The council on Wednesday appointed Miranda Lutzow as acting city manager. Lutzow has been on the job for around a month as the city’s human resources director after Joe Kriskovich vacated the position after being placed on leave following the filing of an employee complaint.

The move happened after a highly unusual public exchange centered on concerns by City Attorney John Brinton who questioned what he believed was a move by the council to bar him from a closed door session to discuss Ogden’s employment status. After Brinton’s statement where he made it clear that if he was not allowed into the session he wanted assurances the council would hold him harmless from any financial liability from possible litigation that might arise from the closed door meeting, the council told Brinton that they wanted him in the meeting.

About 20 minutes later they briefly reopened the public meeting with all involved saying there had been a miscommunication and then returned to a closed door session apparently to discuss Ogden’s employment status based on discussions that took place during a nearly 6 hour long closed door session Tuesday night.

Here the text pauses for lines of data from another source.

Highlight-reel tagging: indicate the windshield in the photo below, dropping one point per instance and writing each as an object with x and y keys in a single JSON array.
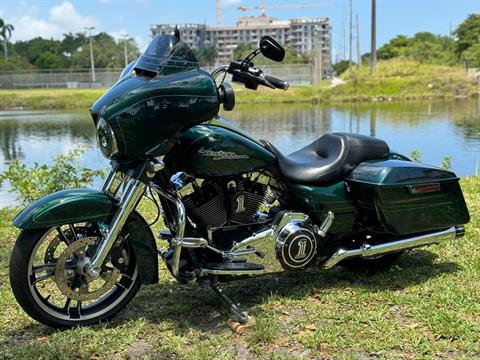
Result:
[{"x": 166, "y": 55}]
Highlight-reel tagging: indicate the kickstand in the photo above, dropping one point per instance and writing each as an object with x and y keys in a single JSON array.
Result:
[{"x": 239, "y": 316}]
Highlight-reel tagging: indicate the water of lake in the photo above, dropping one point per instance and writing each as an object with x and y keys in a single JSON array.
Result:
[{"x": 435, "y": 129}]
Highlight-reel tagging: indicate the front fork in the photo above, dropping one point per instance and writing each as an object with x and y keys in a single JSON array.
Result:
[{"x": 129, "y": 199}]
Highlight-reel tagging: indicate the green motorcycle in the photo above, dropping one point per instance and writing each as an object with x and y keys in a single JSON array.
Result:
[{"x": 234, "y": 206}]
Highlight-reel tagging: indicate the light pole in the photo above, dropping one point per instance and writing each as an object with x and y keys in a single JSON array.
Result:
[
  {"x": 92, "y": 62},
  {"x": 373, "y": 47},
  {"x": 125, "y": 38}
]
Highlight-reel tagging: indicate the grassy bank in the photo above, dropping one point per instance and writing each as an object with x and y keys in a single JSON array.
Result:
[
  {"x": 428, "y": 306},
  {"x": 394, "y": 80}
]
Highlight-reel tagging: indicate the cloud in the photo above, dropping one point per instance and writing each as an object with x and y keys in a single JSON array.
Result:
[{"x": 62, "y": 18}]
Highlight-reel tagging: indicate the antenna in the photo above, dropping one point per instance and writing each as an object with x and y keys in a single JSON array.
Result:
[{"x": 219, "y": 13}]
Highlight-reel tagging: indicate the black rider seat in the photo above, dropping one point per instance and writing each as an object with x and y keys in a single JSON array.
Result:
[{"x": 329, "y": 158}]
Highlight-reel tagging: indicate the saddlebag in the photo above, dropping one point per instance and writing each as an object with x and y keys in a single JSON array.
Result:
[{"x": 405, "y": 197}]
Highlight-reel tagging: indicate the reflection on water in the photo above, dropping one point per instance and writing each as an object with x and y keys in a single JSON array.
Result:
[{"x": 436, "y": 129}]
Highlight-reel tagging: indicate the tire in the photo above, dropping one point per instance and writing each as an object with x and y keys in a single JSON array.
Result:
[
  {"x": 30, "y": 299},
  {"x": 379, "y": 264}
]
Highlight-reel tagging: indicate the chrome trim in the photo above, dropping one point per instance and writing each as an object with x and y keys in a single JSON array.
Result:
[
  {"x": 180, "y": 226},
  {"x": 154, "y": 166},
  {"x": 128, "y": 202},
  {"x": 367, "y": 250},
  {"x": 190, "y": 242}
]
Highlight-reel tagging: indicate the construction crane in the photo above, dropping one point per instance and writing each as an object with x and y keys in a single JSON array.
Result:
[{"x": 263, "y": 7}]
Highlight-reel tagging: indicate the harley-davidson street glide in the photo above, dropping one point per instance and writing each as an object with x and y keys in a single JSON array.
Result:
[{"x": 234, "y": 206}]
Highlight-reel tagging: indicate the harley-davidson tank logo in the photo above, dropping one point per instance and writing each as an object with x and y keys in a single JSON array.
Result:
[{"x": 223, "y": 155}]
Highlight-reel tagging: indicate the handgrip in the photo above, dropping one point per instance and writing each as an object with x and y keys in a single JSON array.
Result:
[{"x": 279, "y": 84}]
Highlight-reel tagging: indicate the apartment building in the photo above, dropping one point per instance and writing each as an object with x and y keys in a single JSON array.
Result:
[{"x": 303, "y": 35}]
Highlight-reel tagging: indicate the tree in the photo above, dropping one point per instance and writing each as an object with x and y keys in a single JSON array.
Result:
[
  {"x": 394, "y": 48},
  {"x": 5, "y": 34},
  {"x": 207, "y": 55},
  {"x": 243, "y": 49},
  {"x": 341, "y": 66},
  {"x": 107, "y": 52},
  {"x": 467, "y": 33},
  {"x": 423, "y": 47},
  {"x": 47, "y": 60}
]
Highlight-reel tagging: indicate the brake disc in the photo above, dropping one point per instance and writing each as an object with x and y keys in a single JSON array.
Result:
[{"x": 68, "y": 273}]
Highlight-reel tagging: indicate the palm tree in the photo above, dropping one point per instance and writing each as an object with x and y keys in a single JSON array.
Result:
[{"x": 5, "y": 34}]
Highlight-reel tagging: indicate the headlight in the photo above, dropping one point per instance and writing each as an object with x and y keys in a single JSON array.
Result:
[{"x": 106, "y": 139}]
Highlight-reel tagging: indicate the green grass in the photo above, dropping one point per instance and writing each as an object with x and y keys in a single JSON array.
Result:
[
  {"x": 426, "y": 307},
  {"x": 395, "y": 79}
]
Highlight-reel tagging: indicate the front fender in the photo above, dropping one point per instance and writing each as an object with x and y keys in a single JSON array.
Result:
[{"x": 81, "y": 205}]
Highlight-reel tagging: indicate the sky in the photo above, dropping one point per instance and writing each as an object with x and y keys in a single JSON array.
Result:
[{"x": 52, "y": 18}]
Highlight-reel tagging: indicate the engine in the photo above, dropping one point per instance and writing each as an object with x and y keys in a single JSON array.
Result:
[{"x": 217, "y": 204}]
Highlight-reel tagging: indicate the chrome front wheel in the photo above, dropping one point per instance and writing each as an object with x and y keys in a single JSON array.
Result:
[{"x": 48, "y": 280}]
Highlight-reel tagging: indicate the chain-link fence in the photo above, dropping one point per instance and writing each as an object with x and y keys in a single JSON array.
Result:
[{"x": 295, "y": 74}]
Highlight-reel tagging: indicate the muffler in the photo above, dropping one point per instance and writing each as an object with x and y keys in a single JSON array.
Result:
[{"x": 371, "y": 251}]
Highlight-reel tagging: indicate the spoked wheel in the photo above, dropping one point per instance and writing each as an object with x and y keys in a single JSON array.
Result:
[{"x": 47, "y": 279}]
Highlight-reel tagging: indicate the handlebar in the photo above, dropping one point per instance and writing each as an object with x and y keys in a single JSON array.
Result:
[{"x": 251, "y": 77}]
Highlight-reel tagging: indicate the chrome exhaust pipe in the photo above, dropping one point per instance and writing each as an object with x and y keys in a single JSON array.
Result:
[{"x": 367, "y": 250}]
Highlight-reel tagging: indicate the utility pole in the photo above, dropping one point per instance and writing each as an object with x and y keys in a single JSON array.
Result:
[
  {"x": 359, "y": 57},
  {"x": 373, "y": 46},
  {"x": 351, "y": 36},
  {"x": 125, "y": 38},
  {"x": 219, "y": 13},
  {"x": 92, "y": 62}
]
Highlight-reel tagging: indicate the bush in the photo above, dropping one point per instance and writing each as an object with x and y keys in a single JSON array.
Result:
[{"x": 41, "y": 180}]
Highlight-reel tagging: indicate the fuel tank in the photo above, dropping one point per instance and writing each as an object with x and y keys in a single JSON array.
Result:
[{"x": 218, "y": 148}]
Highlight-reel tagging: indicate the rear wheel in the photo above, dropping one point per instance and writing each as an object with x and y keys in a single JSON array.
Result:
[
  {"x": 46, "y": 276},
  {"x": 380, "y": 263}
]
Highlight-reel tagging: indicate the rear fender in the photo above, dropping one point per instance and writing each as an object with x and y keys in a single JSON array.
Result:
[{"x": 81, "y": 205}]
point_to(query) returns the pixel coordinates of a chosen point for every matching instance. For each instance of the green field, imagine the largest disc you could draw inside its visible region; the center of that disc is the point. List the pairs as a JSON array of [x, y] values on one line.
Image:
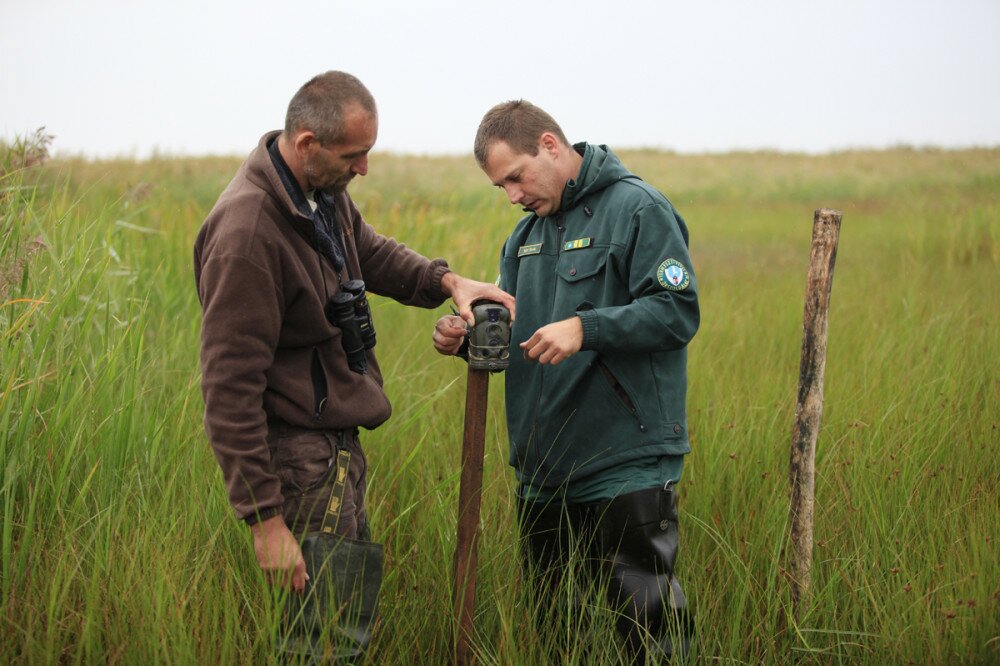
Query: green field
[[118, 545]]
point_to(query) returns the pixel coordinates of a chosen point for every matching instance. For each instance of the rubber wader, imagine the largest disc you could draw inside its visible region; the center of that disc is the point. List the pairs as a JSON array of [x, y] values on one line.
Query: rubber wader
[[333, 618]]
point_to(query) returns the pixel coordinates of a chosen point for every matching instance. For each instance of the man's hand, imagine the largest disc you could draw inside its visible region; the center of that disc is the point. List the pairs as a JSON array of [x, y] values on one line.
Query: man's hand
[[555, 342], [449, 333], [278, 553], [465, 291]]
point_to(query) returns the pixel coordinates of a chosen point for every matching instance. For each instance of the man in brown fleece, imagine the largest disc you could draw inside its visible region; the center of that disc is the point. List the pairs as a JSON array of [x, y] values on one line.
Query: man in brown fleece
[[283, 400]]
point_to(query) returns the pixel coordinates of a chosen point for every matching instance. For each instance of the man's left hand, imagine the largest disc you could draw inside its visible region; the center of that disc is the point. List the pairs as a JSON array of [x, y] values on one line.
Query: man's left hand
[[555, 342], [465, 292]]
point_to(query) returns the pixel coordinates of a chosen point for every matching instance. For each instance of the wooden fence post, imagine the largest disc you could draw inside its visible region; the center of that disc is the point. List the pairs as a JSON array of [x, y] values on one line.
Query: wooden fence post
[[809, 407]]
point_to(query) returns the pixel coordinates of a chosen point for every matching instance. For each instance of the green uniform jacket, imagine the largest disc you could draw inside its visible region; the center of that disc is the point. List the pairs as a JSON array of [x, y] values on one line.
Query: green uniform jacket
[[616, 254]]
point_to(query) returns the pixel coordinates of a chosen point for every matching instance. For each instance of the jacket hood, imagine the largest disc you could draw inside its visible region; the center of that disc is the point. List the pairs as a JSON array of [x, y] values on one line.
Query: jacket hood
[[600, 168]]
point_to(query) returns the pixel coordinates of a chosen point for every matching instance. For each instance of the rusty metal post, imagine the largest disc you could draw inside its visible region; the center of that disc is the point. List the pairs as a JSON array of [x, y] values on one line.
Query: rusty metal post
[[809, 407], [469, 501]]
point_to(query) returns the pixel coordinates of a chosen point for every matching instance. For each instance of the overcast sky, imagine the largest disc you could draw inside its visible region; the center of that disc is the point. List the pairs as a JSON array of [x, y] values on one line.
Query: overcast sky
[[116, 78]]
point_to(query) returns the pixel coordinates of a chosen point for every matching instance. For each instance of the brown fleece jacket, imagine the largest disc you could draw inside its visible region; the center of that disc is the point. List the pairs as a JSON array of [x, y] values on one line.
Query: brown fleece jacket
[[267, 350]]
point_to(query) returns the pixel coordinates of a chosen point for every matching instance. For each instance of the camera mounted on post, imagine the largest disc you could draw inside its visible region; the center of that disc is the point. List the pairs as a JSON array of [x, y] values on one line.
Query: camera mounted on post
[[348, 310], [489, 339]]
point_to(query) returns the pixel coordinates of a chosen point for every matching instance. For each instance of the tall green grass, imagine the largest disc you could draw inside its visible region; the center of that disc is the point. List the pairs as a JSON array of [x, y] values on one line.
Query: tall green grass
[[118, 544]]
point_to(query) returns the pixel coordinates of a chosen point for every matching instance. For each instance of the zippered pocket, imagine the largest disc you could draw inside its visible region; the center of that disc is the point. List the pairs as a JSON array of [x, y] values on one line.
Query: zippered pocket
[[321, 391], [622, 394]]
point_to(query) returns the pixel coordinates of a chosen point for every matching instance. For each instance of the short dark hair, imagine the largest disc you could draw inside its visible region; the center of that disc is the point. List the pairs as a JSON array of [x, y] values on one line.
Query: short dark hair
[[319, 105], [519, 124]]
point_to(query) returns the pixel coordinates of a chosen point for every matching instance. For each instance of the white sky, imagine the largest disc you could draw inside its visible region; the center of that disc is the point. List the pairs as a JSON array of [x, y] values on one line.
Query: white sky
[[116, 78]]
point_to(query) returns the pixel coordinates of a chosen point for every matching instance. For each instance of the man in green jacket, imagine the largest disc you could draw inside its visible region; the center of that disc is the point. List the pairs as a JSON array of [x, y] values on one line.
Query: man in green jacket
[[606, 305]]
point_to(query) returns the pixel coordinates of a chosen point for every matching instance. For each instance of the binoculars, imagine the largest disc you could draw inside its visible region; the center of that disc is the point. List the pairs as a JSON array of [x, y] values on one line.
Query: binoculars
[[348, 310], [489, 339]]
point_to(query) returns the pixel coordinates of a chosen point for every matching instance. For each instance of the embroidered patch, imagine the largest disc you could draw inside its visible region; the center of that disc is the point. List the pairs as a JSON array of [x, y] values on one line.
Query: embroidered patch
[[673, 276], [525, 250], [577, 244]]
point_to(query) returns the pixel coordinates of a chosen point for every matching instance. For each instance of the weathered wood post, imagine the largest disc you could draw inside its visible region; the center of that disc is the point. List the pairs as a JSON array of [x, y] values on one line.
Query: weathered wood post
[[470, 496], [809, 408]]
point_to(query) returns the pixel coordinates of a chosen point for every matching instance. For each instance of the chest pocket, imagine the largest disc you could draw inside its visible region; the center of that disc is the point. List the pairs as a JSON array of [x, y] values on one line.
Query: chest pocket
[[578, 265]]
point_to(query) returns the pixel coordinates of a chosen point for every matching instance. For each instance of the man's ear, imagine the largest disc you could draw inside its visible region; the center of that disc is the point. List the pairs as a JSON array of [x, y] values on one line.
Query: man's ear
[[303, 140]]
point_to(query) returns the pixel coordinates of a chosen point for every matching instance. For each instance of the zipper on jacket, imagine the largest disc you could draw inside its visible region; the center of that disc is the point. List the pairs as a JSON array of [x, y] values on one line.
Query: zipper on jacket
[[552, 304], [621, 393]]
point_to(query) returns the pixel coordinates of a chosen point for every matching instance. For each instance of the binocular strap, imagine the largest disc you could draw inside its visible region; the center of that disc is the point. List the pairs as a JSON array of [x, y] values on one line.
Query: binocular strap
[[332, 516]]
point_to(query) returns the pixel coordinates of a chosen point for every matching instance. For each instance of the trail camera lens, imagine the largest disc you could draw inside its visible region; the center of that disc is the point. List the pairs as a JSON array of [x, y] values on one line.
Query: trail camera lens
[[489, 340]]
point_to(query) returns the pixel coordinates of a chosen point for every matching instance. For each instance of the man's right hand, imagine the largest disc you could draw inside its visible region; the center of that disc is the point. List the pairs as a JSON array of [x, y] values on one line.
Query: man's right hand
[[449, 333], [278, 553]]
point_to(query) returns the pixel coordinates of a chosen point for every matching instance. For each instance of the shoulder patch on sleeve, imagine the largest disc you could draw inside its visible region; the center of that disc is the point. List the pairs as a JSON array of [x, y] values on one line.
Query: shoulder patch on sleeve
[[673, 276]]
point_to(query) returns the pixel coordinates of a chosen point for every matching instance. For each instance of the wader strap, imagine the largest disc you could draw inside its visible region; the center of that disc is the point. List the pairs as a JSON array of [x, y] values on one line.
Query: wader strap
[[332, 517]]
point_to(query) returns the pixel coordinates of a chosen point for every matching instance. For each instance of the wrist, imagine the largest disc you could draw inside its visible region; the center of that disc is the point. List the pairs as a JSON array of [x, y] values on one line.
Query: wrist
[[266, 521], [448, 281]]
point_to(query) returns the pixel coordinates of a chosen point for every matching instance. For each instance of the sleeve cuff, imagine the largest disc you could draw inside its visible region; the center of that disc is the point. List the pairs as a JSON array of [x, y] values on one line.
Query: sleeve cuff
[[588, 318], [440, 270], [262, 515]]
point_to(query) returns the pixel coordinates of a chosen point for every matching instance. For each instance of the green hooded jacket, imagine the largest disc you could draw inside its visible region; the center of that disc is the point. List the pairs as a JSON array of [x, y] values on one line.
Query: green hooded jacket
[[616, 255]]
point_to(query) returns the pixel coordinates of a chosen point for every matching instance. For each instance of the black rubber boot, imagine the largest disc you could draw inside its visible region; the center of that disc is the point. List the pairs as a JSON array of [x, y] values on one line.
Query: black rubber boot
[[638, 541], [334, 617]]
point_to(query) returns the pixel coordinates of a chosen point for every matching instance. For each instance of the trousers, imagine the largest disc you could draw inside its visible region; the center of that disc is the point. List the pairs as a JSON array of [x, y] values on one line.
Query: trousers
[[322, 477], [630, 545]]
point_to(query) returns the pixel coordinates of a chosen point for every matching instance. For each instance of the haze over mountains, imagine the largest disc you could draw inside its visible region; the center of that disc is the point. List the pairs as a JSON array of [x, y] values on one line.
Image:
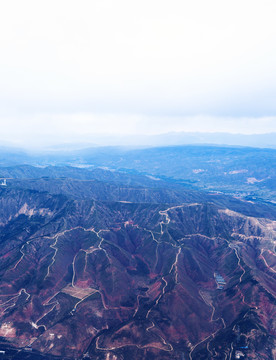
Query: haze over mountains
[[266, 140], [112, 253]]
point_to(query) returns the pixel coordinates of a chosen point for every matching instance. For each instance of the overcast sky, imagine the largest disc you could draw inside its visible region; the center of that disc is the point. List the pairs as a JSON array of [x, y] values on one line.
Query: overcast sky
[[71, 69]]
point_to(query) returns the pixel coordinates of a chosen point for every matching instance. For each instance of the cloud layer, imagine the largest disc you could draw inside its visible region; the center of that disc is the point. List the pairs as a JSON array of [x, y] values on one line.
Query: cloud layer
[[77, 62]]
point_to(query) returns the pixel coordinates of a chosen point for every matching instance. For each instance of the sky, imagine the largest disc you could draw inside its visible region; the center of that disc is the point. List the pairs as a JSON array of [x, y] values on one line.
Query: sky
[[73, 70]]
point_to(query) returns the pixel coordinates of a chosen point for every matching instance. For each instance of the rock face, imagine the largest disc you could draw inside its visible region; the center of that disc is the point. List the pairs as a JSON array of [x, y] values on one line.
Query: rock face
[[134, 280]]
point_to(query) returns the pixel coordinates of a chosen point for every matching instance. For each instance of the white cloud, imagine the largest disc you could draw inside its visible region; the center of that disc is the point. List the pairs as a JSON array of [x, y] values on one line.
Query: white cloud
[[43, 130], [85, 59]]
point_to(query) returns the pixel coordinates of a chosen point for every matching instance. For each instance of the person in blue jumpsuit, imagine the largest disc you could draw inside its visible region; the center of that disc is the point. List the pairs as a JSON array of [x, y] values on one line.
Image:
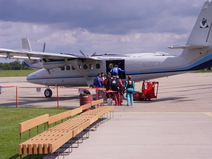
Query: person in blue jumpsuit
[[130, 88], [115, 71]]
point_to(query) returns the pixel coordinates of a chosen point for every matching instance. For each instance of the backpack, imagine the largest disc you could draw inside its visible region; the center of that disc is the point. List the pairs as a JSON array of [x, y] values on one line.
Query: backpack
[[94, 82], [114, 84]]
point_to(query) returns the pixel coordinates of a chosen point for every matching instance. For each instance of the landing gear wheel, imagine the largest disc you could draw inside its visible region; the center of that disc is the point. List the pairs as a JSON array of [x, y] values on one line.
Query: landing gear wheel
[[48, 93]]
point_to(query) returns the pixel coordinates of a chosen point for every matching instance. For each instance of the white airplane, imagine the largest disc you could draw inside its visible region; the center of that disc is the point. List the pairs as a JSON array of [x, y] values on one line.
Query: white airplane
[[72, 70]]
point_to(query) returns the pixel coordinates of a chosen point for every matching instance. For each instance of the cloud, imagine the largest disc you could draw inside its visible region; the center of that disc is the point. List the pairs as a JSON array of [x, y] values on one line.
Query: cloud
[[97, 25]]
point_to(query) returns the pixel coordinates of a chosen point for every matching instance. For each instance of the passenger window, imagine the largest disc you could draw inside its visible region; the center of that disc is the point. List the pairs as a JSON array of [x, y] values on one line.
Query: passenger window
[[91, 66], [85, 67], [68, 67], [97, 66], [62, 68]]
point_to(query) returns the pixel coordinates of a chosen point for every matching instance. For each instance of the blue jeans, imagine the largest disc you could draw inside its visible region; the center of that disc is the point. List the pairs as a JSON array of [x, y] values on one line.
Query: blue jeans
[[129, 98]]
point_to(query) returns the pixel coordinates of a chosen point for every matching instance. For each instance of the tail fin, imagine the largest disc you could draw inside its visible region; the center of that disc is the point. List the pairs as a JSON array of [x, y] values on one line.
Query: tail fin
[[201, 33], [26, 45]]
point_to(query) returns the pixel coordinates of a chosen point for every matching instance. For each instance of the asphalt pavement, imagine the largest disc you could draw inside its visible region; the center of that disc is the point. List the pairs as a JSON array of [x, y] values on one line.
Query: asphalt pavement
[[176, 125]]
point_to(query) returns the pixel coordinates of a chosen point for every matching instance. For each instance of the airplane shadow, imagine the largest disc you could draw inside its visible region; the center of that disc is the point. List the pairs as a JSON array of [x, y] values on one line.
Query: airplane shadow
[[174, 99]]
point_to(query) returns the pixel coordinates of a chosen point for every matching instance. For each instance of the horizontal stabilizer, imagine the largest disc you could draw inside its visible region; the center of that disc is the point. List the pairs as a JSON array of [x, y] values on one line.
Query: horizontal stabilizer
[[188, 47]]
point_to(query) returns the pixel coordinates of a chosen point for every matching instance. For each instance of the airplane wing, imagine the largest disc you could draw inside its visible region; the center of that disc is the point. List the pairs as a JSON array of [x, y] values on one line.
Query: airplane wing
[[188, 47], [8, 53]]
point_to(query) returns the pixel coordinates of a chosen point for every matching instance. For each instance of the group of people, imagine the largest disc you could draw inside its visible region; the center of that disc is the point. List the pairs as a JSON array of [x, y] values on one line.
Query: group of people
[[115, 88]]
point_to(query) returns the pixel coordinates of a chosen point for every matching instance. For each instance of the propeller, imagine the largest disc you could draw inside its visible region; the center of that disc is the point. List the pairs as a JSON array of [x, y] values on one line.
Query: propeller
[[44, 46]]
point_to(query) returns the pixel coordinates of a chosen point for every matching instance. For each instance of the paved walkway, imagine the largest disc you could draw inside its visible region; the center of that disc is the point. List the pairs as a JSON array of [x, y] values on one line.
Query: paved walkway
[[177, 125], [149, 136]]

Brinton went to great lengths to apologize after it was determined in the closed session there had been a miscommunication.

The only public comment regarding Ogden was that he was being placed on paid leave while noting an “issue has been brought to (the council’s) attention that needs to be investigated.”

It marks the second time in 34 months that a council has sent a city manager home and told them not to do any city work while continuing to pay them. In November of 2017 that is the directive they gave then City Manager Elena Reyes who was terminated 3½ months later after being handed a severance package in excess of $240,000.

Although council members and Brinton ultimately dismissed the flare-up as the result of a miscommunication it was clear from a comment made by Lutzow that someone had given some thought in advance to possibly keeping Brinton out of the closed door session.

Brinton brought up his concern prior to the council getting ready to go from the public session attended by a dozen plus citizens that included a liberal sprinkling of downtown merchants, Ogden’s attorney and former councilman Mike Morowit who narrowly lost re-election in November to behind closed doors.

Brinton insisted on making his remarks in public but declined to speak unless what he was about to say was taped for the record. When he was informed the city has never recorded the public sessions of special meetings if there was not an action item on the agenda besides the business taking place behind closed doors that under law can include litigation, personnel and negotiation items, Brinton declined to start until he had a personal recording device.

He point blank asked whether he was the subject of a closed session item to discipline or dismiss an employee. The city manager and the city attorney are the only city workers hired directly by the council. The council has voted to add the city clerk’s job to the list of municipal workers that they would have the sole authority to hire and fire.

He referenced his contract that requires him or a representative of his office to attend every regularly scheduled and special council meeting as well as closed door sessions.

Brinton noted in almost 40 years serving as the city attorney he had only been asked to stay out of a meeting once. That was in 2003 based on a request made by then Police Chief Charlie Halford who was relaying information to the council regarding a criminal investigation by the San Joaquin County District Attorney’s Office regarding then council member Dave Macedo. 

Macedo eventually resigned following prosecution of attempting to extort a bribe from Brinton in exchange for him getting a contract to continue as city attorney.

During his comments that he made from the podium and not his usual seat next to Ogden, Brinton referenced his understanding that the law firm of Liebert, Cassidy, & Whitmore had been asked to advise the council on the issue they were planning to discuss away from the public. 

At one point Brinton questioned whether the law firm has the specific legal expertise for whatever the council was going to discuss. Brinton, in his role as city attorney, was involved in the drafting of that contract. The Sacramento-based firm’s website states its legal areas of expertise as the Affordable Care Act, audit services, employment law, labor relations and collective bargaining, public education, wage and hour issues, investigations, public safety, retirement, health and disability, business, and construction.

Lutzow, who stepped up to the podium, said the contract was signed and that there was no requirement that an attorney be present in a closed session and that the council had the legal ability to determine who could and could not join them behind closed doors.

At one point Brinton asked Lutzow whether the Sacramento law firm was aware of his contractual obligation to be at every City Council closed door session and she replied “no.”

Brinton emphasized that he is employed by the council and not individual council members. He added under law he has a fiduciary duty to strive to protect the city from being encumbered with a lawsuit that could cost taxpayers significant money.

The current brush up is reminiscent of a mid-1990s debacle that ended up costing Manteca taxpayers nearly $1 million over three years in outside legal costs involving employment issues surrounding the city manager, the conduct of council members , and employee complaints of harassment. It got so out of control that at one point when a public record was leaked the council majority accused then council member Wayne Flores of doing so. That one investigation — essentially minutiae  compared to other issues outside lawyers were looking into — cost $25,000 and led to the conclusion Flores did nothing wrong.

The nearly $1 million in billings included paying for private plane trips for lawyers from the San Francisco Peninsula to Stockton Airport were uniformed Manteca Police officers were dispatched several times by city administration to chauffeur the lawyers to and from  the airport so they would not have to drive to Manteca.